Agora podes fazer Lisboa-Algarve de carro eléctrico sem risco de ficar apeado


Desde esta segunda-feira, é possível ir de carro eléctrico de Lisboa para o Algarve (ou vice-versa) sem ficar apeado pelo caminho. Foi inaugurado na A2, a auto-estrada do Sul, o primeiro corredor de carregamento rápido, passando a ser possível viajar sem risco de ficar sem carga no veículo.

Na prática, existem agora quatro postos de carregamento rápido ao longo de toda a A2, que permitem carregar a bateria do carro em cerca de 30 minutos – significativamente menos do que as 6-8 horas que pode demorar a carregar um destes carros nos postos normais, que encontramos espalhados por várias cidades do país. Até final deste ano, estes pontos de carregamento rápido são gratuitos.

Além de permitir a deslocação sem interrupções entre Lisboa e o Algarve, o corredor pode ser uma mais valia para a redução de emissões de gases com efeito estufa e simultaneamente para a melhoria da qualidade ambiental a sul do Tejo.

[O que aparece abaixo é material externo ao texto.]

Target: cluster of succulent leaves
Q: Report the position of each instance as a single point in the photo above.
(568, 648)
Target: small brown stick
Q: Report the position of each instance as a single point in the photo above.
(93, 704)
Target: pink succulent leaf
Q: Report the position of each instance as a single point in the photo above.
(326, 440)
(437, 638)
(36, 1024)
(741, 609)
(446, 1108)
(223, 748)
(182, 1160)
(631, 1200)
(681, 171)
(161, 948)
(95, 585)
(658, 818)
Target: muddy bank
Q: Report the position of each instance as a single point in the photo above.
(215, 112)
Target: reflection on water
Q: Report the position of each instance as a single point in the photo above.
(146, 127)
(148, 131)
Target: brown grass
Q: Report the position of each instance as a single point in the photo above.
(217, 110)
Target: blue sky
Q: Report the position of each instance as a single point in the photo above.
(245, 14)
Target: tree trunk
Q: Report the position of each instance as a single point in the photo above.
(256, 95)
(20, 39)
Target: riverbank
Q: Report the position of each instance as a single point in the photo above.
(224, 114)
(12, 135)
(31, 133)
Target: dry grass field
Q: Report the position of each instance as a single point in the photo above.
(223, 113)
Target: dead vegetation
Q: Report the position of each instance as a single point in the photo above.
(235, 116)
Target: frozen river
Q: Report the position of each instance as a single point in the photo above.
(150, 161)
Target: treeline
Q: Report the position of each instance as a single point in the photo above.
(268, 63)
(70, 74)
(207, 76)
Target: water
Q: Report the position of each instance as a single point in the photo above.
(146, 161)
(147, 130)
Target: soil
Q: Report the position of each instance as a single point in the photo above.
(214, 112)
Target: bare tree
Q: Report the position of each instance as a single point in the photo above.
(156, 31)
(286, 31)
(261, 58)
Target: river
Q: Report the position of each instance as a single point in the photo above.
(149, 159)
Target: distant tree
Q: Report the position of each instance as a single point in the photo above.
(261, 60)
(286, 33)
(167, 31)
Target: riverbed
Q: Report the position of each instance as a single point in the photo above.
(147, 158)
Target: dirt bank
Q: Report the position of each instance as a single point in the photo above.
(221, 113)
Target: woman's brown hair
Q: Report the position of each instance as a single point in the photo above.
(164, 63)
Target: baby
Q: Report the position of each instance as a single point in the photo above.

O corredor eléctrico da A2 integra a Rede MOBI.E, que o Governo espera concluir com a instalação ou actualização de 174 pontos de carregamento, conforme previsto num protocolo de 2011, entre a INTELI — Inteligência em Inovação, Centro de Inovação, representante do consórcio IDT MOBI.E e a Agência Portuguesa do Ambiente, entidade gestora do Fundo Português de Carbono.

Desses 174 novos postos de carregamento, 50 serão de carregamento rápido e estarão espalhados por várias auto-estradas do país. O objectivo é que os veículos eléctricos passem a conseguir viajar por toda a extensão do território português. O ministro do Ambiente, João Matos Fernandes, adiantou durante inauguração do corredor eléctrico da A2 que, no futuro, será possível ir de Viana do Castelo até ao Algarve e nos dois eixos para o interior, mais precisamente na A25, que liga Aveiro a Vilar Formoso, e na A23, desde Torres Novas até à Guarda, sem emitir gases poluentes.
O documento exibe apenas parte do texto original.